PDA

View Full Version : Are these tables normalized?


DNAunion2000
01-26-2004, 12:15 AM
In a different thread, I slapped together a quick and dirty, simple database consisting of only 2 related tables. Here are some relation schemas for them.

BOOKS(ISBN, bkTitle, bkPrimaryAuthor, bkYear, bkPubID)

PUBLISHERS(pubID, pubName, pubCity, pubState)

where bold indicates the primary keys.

jemfinch asserted that I needed to buy a book and read up on normalization because of the poor design.

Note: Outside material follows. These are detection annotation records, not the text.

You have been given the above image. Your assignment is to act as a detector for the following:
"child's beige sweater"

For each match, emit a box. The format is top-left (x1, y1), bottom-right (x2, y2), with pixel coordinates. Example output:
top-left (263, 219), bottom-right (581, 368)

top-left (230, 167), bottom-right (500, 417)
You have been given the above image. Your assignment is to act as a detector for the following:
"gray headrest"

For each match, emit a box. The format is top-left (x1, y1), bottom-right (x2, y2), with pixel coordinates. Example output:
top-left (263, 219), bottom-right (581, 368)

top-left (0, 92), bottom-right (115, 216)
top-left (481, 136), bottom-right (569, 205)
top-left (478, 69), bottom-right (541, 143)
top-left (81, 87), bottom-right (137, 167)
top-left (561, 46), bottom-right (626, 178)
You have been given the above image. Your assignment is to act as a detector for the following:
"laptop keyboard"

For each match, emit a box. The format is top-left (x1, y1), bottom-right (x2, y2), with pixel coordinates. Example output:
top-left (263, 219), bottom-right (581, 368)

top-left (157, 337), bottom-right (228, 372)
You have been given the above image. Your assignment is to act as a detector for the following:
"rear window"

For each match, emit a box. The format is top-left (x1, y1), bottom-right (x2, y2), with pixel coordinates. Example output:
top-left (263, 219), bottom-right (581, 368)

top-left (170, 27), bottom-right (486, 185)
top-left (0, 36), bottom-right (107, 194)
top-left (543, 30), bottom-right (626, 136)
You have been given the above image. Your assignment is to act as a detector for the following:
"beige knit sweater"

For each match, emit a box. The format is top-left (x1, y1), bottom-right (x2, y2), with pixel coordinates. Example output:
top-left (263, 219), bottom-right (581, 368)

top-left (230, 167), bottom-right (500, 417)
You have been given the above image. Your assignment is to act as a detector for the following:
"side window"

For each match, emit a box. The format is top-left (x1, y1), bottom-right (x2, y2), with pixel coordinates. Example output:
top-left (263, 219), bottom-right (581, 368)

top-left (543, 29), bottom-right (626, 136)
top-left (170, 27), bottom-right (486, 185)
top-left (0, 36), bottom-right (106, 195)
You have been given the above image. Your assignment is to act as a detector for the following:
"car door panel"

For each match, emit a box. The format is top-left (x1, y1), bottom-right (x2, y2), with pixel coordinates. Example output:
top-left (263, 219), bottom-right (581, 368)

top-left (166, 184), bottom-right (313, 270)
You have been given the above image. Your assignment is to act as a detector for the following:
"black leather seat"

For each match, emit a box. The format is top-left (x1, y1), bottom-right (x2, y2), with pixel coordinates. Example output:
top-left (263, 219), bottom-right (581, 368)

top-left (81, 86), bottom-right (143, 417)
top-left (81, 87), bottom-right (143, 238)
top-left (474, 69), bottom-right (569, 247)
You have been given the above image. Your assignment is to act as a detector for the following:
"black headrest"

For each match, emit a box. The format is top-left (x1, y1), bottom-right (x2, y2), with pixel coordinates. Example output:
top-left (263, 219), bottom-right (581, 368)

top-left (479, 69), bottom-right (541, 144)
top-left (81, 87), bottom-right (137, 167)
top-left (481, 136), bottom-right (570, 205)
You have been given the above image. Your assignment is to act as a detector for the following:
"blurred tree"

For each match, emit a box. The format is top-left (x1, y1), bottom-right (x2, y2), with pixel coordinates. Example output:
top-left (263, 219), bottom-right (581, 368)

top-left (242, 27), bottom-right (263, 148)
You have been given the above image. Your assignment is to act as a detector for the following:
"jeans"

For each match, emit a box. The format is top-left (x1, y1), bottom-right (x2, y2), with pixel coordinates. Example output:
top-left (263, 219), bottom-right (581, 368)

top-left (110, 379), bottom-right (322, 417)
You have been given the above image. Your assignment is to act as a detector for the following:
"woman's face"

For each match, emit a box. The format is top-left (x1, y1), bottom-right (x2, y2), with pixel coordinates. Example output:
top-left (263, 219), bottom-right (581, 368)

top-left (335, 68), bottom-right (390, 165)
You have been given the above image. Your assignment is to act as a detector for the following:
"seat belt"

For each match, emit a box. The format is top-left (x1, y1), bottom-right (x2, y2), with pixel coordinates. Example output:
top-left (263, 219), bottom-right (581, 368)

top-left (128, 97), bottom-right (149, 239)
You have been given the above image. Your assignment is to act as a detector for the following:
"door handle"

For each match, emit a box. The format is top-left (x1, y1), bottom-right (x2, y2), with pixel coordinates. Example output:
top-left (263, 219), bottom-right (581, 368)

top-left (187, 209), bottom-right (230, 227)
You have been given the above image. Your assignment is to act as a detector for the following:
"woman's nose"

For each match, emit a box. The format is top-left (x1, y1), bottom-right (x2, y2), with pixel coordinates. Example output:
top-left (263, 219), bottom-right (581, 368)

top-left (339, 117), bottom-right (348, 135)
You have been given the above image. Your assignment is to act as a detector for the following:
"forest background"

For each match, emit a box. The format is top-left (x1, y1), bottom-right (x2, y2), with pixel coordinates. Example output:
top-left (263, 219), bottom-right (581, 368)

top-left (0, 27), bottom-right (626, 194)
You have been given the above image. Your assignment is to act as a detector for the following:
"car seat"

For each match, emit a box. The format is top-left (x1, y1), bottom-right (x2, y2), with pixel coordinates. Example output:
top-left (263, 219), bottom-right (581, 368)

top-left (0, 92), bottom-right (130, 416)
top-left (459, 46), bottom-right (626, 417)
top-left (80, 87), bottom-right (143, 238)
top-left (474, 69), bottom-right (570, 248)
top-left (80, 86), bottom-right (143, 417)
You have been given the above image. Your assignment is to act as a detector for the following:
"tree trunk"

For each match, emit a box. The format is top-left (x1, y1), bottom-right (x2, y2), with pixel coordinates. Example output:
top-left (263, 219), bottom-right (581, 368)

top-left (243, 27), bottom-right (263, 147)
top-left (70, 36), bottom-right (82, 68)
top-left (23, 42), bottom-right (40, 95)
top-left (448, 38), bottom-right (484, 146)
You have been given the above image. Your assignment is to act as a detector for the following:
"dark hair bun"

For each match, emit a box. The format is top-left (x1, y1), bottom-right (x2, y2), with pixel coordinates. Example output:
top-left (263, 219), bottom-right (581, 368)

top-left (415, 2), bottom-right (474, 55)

Go to the bookstore and read about normalization. You're lacking in your knowledge of databases (no doubt influenced by VFP). This is why "easy" languages oftentimes aren't the best ones to learn first: their users tend to forget the fundamentals (like you have with database normalization).

This is where the human side of me wants to insult you, but I'm restraining myself. Your arguments do a good enough job already.

Well, that gives rise to the question as to whether or not these tables are normalized.

Yes, they are. In fact, not only are they in 3NF, but they are also in the higher BCNF. In fact, not only are they in BCNF, but they are also in the higher 4NF. Here's the check.

1) A table is in 1NF (first normal form) if it meets all of the criteria for being a relation (most often this means that each attribute can contain only one, atomic value for each tuple).

Since both of the above tables meet all of the required conditions for being a relation, they are both in 1NF.

2) A table is in 2NF (second normal form) if it is in 1NF and no non-key column is functionally dependent upon only part of the primary key.

Since any table in 1NF that does not have a composite primary key is automatically in 2NF, both tables are in 2NF.

3) A table is in 3NF (third normal form) if it is in 2NF and it contains no transitive dependencies.

One could try to argue that there are transitive dependencies. For example, if we assume pubName is unique, then pubID functionally determines pubName and pubName functionally determines pubCity: thus, pubID-->pubName-->pubCity. However, this fails because the intermediary link in the chain of attributes is itself a candidate key, and:

"A functional dependency X --> Y in a relation R is a transitive dependency if there is a set of attributes Z that is neither a candidate key nor a subset of any key of R, and both X --> Z and Z --> Y hold." (Ramez Elmasri & Shamkant B Navathe, Fundamentals of Database Systems: Fourth Edition, Addison Wesley, 2003, p320)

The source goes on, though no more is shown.